Sacral insufficiency fractures (SIF) are observed in osteoporotic subjects, with aging, female sex, and corticosteroids as risk factors1,2. Teriparatide may be a therapeutic option in such cases, as well as surgical stabilization in recalcitrant cases3.
A 67-year-old white woman with steroid-dependent polymyalgia rheumatica developed right buttock pain extending down to the right lateral thigh and leg. On physical examination, tenderness was noted in the right sacral area but there was no motor or sensory impairment. Pelvic computer tomography scan and magnetic resonance imaging (MRI) showed a fracture line along the right sacral ala surrounded by an area of marrow edema and swelling of the right L5 root (Figure 1). SIF associated with L5 radiculopathy was diagnosed and the patient was treated by analgesics, bisphosphonate infusion, and finally, sacroplasty. She had persistent pain 1 month later but repeat MRI did not show cement leakage. Twelve months later, she had persistent pelvic pain radiating in an L5 distribution and motor deficit (right foot dorsiflexion: 3/5). Pelvic MRI showed healing of the fracture with persistent edema of the right L5 root (Figure 2).

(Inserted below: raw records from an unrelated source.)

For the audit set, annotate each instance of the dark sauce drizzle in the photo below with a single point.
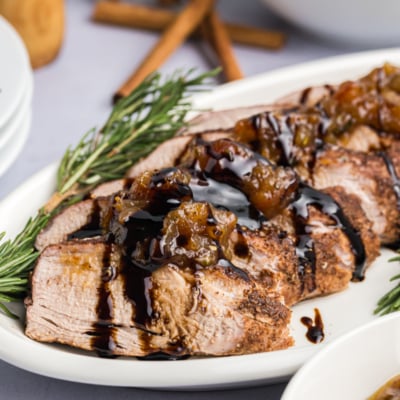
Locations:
(393, 175)
(305, 245)
(103, 336)
(139, 237)
(280, 126)
(315, 328)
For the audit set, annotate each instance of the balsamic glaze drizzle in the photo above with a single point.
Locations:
(305, 245)
(393, 175)
(140, 236)
(315, 332)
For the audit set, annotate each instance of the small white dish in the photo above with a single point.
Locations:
(10, 128)
(15, 71)
(353, 366)
(369, 23)
(10, 149)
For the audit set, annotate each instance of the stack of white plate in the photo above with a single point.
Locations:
(16, 88)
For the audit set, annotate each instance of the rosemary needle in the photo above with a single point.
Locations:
(151, 114)
(390, 302)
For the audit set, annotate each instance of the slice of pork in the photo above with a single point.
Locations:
(76, 300)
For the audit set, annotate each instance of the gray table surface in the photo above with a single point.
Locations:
(73, 94)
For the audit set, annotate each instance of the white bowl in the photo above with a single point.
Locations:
(352, 367)
(369, 23)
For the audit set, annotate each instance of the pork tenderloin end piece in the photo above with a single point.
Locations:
(76, 300)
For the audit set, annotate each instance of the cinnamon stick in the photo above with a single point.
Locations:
(182, 26)
(152, 18)
(221, 42)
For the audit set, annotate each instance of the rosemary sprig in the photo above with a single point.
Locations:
(152, 113)
(390, 302)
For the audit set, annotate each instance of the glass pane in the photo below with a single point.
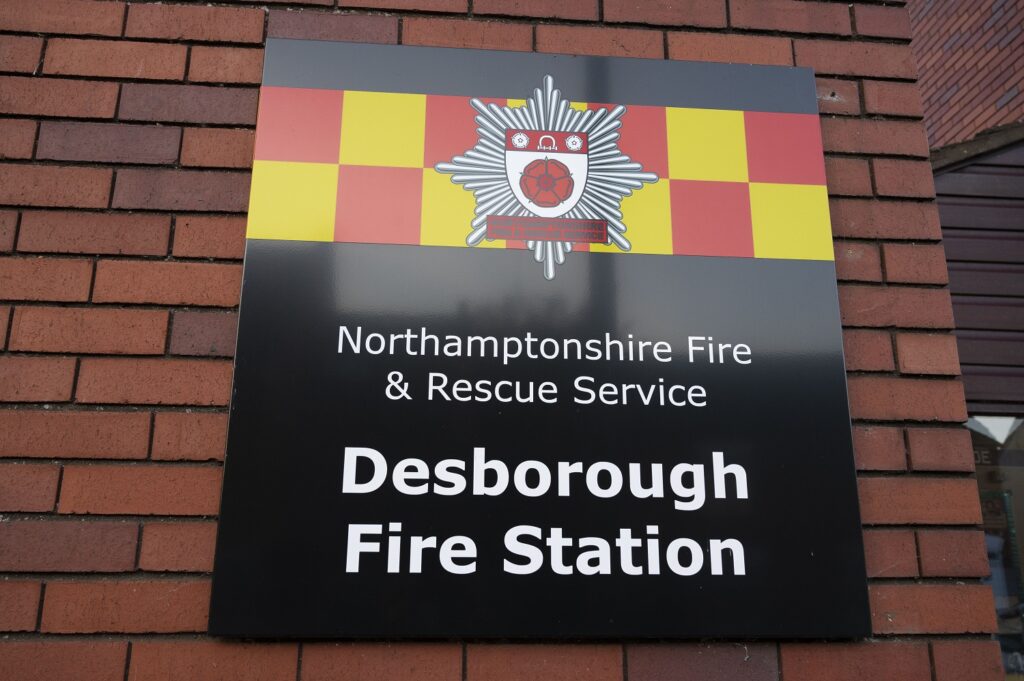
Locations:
(998, 455)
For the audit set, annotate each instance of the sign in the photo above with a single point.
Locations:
(537, 346)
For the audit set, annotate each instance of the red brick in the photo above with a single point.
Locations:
(19, 53)
(154, 382)
(856, 58)
(18, 606)
(68, 546)
(225, 65)
(415, 5)
(968, 661)
(140, 490)
(168, 283)
(900, 501)
(212, 661)
(701, 662)
(115, 58)
(580, 9)
(182, 189)
(867, 350)
(8, 220)
(881, 397)
(109, 142)
(890, 553)
(208, 237)
(28, 487)
(217, 147)
(204, 334)
(857, 261)
(952, 553)
(29, 379)
(64, 661)
(551, 663)
(51, 434)
(195, 23)
(73, 16)
(915, 263)
(44, 279)
(849, 177)
(869, 136)
(892, 98)
(115, 233)
(838, 96)
(667, 12)
(938, 608)
(463, 33)
(940, 450)
(89, 330)
(882, 22)
(198, 436)
(602, 41)
(318, 26)
(57, 96)
(855, 662)
(164, 606)
(885, 219)
(16, 138)
(177, 547)
(879, 448)
(720, 47)
(790, 15)
(359, 662)
(187, 103)
(928, 353)
(54, 185)
(903, 178)
(888, 306)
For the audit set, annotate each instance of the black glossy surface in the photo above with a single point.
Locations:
(297, 403)
(496, 74)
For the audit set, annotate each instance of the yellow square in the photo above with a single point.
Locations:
(448, 210)
(707, 144)
(293, 201)
(383, 129)
(647, 216)
(791, 221)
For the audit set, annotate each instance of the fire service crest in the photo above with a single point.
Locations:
(549, 175)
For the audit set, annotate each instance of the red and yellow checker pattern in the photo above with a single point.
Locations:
(352, 166)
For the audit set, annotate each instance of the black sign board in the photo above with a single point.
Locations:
(537, 346)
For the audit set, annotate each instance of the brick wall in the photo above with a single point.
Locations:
(126, 136)
(971, 58)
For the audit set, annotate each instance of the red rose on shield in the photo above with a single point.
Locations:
(546, 182)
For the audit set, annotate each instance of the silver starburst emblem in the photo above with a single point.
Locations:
(549, 175)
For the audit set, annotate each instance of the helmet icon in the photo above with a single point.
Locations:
(549, 145)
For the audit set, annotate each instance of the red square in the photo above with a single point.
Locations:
(451, 129)
(784, 149)
(711, 218)
(378, 205)
(298, 124)
(644, 138)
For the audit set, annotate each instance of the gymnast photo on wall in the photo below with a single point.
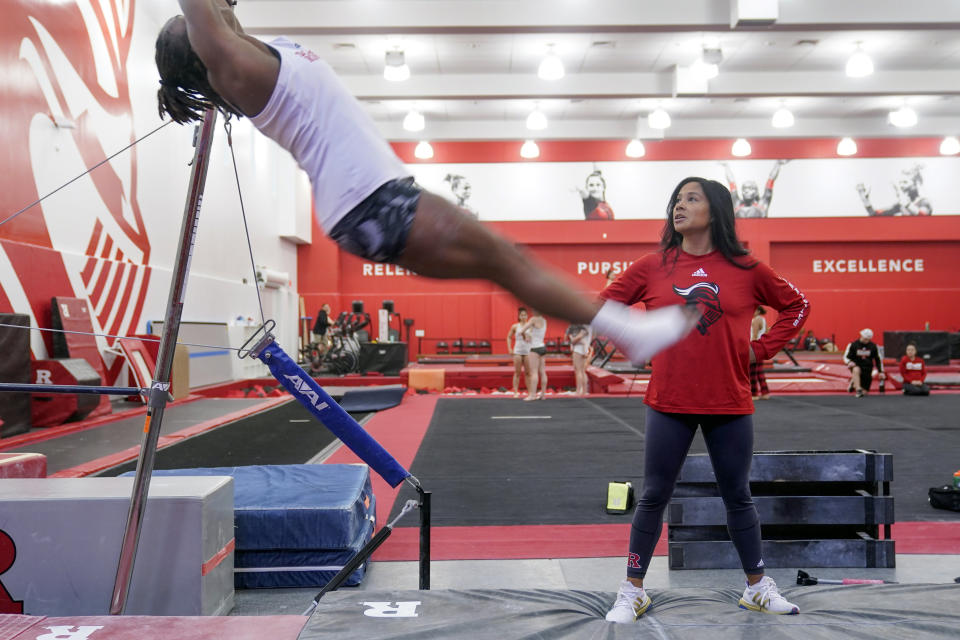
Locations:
(909, 200)
(594, 196)
(747, 199)
(461, 190)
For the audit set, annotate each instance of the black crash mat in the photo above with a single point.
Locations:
(881, 612)
(285, 434)
(508, 462)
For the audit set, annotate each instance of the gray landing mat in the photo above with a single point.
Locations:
(915, 611)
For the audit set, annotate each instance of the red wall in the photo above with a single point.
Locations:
(842, 302)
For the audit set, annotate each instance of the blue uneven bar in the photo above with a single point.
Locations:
(72, 388)
(312, 396)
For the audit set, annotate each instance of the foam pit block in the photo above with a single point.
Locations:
(23, 465)
(66, 533)
(431, 379)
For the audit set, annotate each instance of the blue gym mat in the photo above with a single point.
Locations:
(373, 399)
(296, 525)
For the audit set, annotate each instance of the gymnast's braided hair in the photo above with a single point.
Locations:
(185, 92)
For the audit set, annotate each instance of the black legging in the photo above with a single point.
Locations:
(730, 443)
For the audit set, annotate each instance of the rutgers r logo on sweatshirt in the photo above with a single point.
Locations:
(706, 297)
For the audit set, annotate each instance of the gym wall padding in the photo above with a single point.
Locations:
(73, 314)
(14, 367)
(52, 409)
(842, 302)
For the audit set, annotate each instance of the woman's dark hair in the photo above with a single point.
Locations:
(723, 230)
(185, 92)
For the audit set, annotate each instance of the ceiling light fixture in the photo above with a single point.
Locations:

Neurologic symptoms associated with SIF are uncommon and occur in 2% of cases4,5. Neurological deficits are exceptional. The mechanisms that may explain neurological involvement include nerve root irritation by the bone edema or the healing process. In general, neurological involvement associated with SIF resolves with the outcome of the fracture3,4. In our case, there were neurological sequelae, explained by persistent neurological irritation due to bone callus.
Footnotes
According to current French legislation, observational studies do not require Ethics Committee approval. The patient gave written informed consent to publish the case and imaging material.